Implementation of Neural Style Transfer (NST) based on the paper Image Style Transfer Using Convolutional Neural Networks by Leon A. Gatys et al. (CVPR 2016).
This project transfers the artistic style of one image onto the content of another by optimizing a noise image using a pretrained VGG network as a fixed feature extractor. The optimization minimizes a weighted combination of content loss, style loss (via Gram matrices), and total variation loss.
| Content | Style | Output |
|---|
Three VGG architectures are supported, each exposing different layer combinations for style and content representation:
- VGG16 — uses
relu1_2,relu2_2,relu3_3,relu4_3for style;relu2_2for content - VGG16 Experimental — exposes all intermediate layers for flexible experimentation
- VGG19 — follows the original Gatys paper:
conv1_1throughconv5_1for style,conv4_2for content
All models are loaded with pretrained ImageNet weights and frozen (requires_grad=False) — only the output pixel values are optimized.

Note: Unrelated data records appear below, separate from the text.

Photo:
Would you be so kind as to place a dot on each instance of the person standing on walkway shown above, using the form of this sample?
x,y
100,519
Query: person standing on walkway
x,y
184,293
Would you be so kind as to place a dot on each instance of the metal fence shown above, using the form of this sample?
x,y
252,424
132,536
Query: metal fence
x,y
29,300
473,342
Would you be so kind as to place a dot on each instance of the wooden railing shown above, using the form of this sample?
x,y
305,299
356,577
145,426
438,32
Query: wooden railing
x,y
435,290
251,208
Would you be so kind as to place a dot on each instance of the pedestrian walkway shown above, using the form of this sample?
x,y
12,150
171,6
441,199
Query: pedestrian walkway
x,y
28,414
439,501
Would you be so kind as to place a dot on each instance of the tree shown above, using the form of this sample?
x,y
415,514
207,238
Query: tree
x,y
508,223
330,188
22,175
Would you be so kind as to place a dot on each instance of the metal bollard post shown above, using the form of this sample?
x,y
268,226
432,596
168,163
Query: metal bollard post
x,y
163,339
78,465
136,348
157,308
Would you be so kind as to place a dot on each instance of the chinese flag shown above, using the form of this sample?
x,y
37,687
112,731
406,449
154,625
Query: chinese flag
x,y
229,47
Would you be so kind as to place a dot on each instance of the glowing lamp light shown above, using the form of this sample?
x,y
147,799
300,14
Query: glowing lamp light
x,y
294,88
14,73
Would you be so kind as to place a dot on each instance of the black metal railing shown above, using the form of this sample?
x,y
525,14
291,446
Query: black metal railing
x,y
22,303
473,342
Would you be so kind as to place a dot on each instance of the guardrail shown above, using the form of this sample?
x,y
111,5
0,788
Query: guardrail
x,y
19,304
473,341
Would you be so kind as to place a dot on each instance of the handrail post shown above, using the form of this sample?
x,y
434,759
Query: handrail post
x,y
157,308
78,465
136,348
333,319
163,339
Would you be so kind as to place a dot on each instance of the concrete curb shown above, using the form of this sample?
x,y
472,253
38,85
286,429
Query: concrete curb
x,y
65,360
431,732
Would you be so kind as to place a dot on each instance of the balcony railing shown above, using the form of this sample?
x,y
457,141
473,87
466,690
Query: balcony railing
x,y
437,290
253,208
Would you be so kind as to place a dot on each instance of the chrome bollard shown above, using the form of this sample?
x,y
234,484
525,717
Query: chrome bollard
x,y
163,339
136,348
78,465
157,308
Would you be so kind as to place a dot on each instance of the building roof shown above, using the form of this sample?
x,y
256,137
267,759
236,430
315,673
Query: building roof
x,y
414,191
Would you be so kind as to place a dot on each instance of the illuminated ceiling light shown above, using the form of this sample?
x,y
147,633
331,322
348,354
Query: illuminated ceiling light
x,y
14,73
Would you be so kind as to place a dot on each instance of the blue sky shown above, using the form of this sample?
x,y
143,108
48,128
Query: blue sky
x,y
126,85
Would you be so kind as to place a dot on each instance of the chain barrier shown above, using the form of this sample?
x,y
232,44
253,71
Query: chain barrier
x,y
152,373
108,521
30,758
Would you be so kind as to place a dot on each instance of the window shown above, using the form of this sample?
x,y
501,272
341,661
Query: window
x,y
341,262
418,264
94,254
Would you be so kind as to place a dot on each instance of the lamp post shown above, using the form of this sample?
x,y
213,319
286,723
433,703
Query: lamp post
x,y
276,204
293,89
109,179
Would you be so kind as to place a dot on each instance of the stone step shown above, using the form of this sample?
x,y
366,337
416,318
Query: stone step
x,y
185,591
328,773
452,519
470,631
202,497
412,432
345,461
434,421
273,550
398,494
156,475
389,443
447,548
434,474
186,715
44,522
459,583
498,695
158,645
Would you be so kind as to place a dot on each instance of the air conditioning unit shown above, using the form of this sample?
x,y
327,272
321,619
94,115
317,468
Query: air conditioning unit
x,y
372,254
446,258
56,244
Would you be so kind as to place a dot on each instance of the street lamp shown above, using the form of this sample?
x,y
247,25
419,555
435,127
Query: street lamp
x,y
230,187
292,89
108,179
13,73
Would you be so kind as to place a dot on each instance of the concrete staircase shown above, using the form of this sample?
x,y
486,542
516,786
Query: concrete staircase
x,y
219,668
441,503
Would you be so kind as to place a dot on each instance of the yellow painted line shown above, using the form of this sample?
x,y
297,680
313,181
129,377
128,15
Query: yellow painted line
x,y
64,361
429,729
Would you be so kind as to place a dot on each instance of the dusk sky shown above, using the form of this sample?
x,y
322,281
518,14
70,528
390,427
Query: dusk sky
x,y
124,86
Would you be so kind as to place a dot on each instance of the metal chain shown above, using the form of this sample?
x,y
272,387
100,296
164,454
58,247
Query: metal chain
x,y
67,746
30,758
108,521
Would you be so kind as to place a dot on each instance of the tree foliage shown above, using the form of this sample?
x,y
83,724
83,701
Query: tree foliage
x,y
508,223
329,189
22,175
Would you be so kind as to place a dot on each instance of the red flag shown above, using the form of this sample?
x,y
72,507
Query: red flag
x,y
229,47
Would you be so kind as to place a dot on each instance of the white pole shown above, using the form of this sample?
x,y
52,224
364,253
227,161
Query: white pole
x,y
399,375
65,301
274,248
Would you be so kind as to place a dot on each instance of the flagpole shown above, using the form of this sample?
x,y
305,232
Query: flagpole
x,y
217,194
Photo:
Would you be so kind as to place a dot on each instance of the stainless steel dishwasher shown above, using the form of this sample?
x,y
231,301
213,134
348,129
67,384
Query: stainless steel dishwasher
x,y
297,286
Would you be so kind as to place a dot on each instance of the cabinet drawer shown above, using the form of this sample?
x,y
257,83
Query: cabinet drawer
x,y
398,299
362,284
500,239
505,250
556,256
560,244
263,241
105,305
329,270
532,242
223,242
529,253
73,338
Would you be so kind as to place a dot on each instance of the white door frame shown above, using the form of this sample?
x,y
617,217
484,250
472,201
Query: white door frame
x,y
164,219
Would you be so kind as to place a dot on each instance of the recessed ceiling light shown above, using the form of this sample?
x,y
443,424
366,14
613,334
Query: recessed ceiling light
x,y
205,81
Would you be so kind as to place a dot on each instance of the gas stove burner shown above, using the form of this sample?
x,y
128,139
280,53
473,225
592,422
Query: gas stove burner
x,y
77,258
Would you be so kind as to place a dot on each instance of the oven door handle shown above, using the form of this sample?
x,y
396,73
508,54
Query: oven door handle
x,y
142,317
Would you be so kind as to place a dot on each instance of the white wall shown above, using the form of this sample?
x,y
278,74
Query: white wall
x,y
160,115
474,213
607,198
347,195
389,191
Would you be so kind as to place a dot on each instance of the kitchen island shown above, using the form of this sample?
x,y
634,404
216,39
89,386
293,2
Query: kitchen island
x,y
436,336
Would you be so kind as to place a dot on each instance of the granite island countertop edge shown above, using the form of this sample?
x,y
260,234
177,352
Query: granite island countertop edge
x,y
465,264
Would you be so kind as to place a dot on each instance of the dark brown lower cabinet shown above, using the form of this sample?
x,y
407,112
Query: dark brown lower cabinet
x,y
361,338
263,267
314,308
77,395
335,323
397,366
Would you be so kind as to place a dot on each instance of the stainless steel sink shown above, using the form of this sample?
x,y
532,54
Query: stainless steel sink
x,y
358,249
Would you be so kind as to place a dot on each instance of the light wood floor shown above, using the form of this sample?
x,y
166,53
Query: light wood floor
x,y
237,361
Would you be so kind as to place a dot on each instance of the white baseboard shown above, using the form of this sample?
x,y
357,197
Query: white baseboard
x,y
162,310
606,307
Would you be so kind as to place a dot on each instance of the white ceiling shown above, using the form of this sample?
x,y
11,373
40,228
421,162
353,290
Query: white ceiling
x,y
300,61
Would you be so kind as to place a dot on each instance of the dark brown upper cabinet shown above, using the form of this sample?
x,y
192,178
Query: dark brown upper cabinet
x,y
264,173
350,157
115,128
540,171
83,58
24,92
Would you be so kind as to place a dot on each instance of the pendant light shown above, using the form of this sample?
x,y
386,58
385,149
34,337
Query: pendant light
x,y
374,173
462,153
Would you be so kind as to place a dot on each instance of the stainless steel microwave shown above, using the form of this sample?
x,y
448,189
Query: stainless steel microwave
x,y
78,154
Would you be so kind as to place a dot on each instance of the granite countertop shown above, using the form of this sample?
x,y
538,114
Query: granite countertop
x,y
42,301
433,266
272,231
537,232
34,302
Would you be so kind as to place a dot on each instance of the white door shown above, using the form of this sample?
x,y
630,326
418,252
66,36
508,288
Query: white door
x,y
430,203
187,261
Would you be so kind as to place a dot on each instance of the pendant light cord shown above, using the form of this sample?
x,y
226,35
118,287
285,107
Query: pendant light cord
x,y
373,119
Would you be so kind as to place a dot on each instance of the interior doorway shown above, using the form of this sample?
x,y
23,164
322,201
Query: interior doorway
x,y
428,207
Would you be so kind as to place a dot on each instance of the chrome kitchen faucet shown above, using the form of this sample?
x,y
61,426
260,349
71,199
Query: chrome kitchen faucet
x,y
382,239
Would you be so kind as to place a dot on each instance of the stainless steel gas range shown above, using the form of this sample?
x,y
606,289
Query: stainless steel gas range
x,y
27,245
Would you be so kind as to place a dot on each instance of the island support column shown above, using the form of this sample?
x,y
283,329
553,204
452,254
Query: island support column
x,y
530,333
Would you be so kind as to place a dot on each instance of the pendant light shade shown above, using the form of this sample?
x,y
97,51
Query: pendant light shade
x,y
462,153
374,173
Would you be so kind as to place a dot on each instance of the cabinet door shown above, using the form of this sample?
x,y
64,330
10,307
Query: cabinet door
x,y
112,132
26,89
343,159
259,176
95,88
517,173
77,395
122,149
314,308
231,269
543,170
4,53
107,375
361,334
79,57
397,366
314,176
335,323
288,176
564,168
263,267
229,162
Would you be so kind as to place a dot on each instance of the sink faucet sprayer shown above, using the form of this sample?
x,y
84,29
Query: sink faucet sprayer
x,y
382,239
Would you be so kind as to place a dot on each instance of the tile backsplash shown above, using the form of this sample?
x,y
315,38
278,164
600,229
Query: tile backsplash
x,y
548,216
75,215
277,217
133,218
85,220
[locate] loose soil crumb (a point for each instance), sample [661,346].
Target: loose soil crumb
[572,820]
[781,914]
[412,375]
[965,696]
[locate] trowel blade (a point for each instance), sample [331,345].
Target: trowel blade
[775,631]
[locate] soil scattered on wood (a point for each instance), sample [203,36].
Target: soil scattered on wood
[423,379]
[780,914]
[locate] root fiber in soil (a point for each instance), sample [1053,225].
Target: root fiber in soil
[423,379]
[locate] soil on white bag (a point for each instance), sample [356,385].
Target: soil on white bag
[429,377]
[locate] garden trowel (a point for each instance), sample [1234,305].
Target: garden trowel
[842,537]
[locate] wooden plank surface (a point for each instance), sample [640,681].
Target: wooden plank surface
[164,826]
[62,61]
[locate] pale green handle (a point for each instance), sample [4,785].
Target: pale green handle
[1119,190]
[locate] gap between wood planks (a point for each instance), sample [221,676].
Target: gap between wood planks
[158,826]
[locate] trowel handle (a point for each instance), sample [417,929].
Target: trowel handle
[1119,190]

Total Loss = content_weight × content_loss
+ style_weight × style_loss
+ tv_weight × tv_loss
- Content Loss — MSE between feature maps of the generated and content image at the content layer
- Style Loss — MSE between Gram matrices of feature maps across style layers; Gram matrix captures texture/style by computing feature correlations
- TV Loss — Total variation regularization to reduce high-frequency noise in the output
Two optimizers are supported:
| Optimizer | Iterations | Notes |
|---|---|---|
| L-BFGS | 1000 | Second-order; converges faster, matches original paper |
| Adam | 3000 | First-order; more stable on CPU |
L-BFGS with strong_wolfe line search is used by default, matching the original paper's approach.
| Method | Description |
|---|---|
content |
Start from content image (faster convergence) |
random |
Start from Gaussian noise (more stylistic freedom) |
style |
Start from resized style image |
Parameters used in this implementation:
content_img_name = 'golden_gate.jpg'
style_img_name = 'city.jpeg'
height = 400 # Output image height (width scaled proportionally)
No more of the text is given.